Of economic analysis to exercise the concept of addiction

In my opinion, the greatest men have their prejudices. One learns the elements of the science of the others and each student has a difference more or less authority, especially young students, no matter what type of care linger too long on principles, but to take on trust rather inclined: And things early admitted by repetition become familiar: And this exceeds familiarity length proof.

Bishop Barkeley 1685-1753. The above passage comes from “an address to magistrates and men of power (1736).”

I was not surprised to learn that the origin of the word comes from the Latin addictus dependence: a person who is related to and dependent because of unpaid debts. Metaphorically, the term was used for any behavior that is the result of a high dependence on something, like a drug. But here we are not trying to understand the concept of alcohol and drug abuse in relation to drugs. Instead, the dependence of the role in the formulation of our economic thinking and policy response to the economic challenges. Addictions such as easy access to cheap money or dependence idea that the real growth is just around the corner are some examples of this dependence.

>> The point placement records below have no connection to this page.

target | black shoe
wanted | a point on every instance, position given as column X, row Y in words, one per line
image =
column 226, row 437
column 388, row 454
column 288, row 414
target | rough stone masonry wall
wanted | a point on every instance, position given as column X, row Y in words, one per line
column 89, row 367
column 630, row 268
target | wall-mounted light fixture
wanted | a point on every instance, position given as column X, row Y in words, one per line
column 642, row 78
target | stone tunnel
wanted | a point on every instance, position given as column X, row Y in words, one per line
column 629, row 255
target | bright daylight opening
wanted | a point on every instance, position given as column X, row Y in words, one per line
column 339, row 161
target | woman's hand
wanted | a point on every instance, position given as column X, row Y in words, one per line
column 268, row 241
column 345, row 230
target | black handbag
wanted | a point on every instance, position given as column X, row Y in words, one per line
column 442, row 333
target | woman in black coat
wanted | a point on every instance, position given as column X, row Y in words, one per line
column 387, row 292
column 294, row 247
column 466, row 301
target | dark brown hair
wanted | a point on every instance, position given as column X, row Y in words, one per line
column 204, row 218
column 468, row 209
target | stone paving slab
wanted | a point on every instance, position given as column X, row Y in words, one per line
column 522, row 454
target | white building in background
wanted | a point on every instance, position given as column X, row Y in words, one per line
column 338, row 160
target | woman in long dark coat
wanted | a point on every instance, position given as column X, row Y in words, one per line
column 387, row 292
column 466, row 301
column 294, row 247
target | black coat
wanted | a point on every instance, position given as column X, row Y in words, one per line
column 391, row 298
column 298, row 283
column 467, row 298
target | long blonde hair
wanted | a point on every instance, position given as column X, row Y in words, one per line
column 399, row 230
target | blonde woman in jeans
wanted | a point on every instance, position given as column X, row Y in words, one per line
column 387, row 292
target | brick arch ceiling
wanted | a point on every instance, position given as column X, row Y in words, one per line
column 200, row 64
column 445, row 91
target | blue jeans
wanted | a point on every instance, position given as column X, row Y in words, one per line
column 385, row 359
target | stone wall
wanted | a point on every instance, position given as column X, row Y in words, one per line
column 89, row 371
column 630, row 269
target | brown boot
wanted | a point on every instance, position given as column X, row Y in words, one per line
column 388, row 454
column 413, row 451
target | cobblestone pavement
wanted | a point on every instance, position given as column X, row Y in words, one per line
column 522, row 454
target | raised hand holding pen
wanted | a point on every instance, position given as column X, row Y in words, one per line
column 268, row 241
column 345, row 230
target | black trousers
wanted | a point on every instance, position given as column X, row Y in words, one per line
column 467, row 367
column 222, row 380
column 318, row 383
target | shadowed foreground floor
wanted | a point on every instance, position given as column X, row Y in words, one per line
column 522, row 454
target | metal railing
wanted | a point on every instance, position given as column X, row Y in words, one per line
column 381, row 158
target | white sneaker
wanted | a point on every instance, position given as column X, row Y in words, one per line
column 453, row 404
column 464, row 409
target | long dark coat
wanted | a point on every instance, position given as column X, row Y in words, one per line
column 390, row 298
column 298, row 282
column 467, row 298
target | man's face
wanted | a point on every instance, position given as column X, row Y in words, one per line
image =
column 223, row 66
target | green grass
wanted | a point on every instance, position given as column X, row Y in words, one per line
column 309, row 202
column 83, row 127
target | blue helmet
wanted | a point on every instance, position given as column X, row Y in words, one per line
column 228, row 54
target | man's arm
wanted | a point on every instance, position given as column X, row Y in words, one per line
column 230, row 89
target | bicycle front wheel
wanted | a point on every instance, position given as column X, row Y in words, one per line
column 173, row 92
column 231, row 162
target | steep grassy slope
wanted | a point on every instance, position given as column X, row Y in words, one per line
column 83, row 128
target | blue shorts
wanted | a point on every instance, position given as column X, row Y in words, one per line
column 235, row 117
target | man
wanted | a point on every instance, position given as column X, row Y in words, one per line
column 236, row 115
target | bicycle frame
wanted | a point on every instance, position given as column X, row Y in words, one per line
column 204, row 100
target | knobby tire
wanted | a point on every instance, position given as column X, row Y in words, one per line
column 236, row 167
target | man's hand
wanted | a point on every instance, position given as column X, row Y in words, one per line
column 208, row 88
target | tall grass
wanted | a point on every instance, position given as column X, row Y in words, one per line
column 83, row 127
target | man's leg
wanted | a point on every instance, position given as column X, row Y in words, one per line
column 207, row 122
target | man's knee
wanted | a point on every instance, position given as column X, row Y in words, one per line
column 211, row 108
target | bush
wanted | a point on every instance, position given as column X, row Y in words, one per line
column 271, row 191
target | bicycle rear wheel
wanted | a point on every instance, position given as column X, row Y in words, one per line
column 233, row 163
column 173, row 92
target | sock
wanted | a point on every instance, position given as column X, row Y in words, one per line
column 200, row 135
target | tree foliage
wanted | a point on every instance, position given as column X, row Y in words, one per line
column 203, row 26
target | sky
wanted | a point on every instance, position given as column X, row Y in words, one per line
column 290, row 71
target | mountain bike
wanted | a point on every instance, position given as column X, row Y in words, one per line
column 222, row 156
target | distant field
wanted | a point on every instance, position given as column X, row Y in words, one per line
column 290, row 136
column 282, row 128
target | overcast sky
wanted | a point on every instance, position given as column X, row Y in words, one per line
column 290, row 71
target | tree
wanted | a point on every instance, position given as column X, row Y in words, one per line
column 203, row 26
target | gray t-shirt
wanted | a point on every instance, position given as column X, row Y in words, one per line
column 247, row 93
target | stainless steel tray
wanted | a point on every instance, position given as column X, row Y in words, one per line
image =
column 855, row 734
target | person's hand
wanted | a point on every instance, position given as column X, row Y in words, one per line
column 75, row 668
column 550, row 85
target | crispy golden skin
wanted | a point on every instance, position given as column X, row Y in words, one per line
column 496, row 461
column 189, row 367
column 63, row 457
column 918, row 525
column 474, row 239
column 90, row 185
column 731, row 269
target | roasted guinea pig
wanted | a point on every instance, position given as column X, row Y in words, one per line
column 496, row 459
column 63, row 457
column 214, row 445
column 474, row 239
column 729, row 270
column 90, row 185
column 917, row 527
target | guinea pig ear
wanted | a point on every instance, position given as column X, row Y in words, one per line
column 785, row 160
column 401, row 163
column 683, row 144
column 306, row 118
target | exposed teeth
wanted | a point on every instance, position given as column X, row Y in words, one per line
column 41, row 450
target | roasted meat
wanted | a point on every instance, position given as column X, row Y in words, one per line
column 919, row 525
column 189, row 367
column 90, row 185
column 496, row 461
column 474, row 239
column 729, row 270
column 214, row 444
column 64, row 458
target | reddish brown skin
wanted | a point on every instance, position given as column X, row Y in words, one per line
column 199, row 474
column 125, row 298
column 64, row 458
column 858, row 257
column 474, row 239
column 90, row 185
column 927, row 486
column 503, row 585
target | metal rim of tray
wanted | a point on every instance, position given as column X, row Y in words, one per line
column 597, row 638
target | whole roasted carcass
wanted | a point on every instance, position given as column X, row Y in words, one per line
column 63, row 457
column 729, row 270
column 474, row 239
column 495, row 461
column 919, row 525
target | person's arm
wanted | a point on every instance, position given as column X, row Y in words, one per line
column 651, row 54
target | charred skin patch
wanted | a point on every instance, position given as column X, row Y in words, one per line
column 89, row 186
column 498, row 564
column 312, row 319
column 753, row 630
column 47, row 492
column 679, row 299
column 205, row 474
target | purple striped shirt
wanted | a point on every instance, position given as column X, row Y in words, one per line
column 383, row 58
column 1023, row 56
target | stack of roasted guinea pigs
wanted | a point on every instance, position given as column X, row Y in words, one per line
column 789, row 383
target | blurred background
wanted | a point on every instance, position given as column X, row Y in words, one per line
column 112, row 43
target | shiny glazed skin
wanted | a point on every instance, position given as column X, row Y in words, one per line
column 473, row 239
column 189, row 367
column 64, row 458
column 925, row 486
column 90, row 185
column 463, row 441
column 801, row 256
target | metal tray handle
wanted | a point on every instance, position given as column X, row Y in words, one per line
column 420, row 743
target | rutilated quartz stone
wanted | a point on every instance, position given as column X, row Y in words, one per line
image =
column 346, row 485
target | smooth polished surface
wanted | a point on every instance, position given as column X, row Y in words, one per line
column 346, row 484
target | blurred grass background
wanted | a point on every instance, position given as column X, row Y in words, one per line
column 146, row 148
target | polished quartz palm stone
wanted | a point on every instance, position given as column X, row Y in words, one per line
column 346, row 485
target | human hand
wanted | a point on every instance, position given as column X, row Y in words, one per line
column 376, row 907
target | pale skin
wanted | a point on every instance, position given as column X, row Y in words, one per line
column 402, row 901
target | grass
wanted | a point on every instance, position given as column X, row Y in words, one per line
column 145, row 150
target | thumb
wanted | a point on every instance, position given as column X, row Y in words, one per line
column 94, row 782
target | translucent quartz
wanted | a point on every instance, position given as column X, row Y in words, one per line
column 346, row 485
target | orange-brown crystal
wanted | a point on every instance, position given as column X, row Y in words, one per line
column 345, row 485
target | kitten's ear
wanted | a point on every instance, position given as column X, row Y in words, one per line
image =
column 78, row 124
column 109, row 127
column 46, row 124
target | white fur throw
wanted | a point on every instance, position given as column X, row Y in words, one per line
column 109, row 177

The journey of a habit of addiction is not so far away. First, it is assumed that the consumption of a substance can see that you are consuming too much the norm. Anything out of the ordinary, even if the people around you But of course, you’re still under the impression that no, it’s all under control. However, the body has its own limitations. This unregulated consumption creates an imbalance between serotonin and dopamine (the two main chemicals in the brains) and because of this imbalance, the mind is detached from reality (the consequences) and creates an internal reality (perception). Now we are in an interesting phase of understanding the world through this imbalance and our actions will demonstrate. After the establishment of the reality, the dependence stage moves in an area that I call the “No Impact Mindset” or NIM where manufactured reality not see. Consequences of an action

In this reality, the hypothesis is as follows: the substance that causes the addiction is an abundant supply and will never run out. This is a very powerful point, because the addict’s ability to make a distinction between perception and reality is lost. As long as the stuff is there, okay. The economy is getting better. The crisis was averted. The stock market is up so our economic challenges fade slowly. Jobs were created. We are on the road to recovery. Happy days are here. Well, you get the picture.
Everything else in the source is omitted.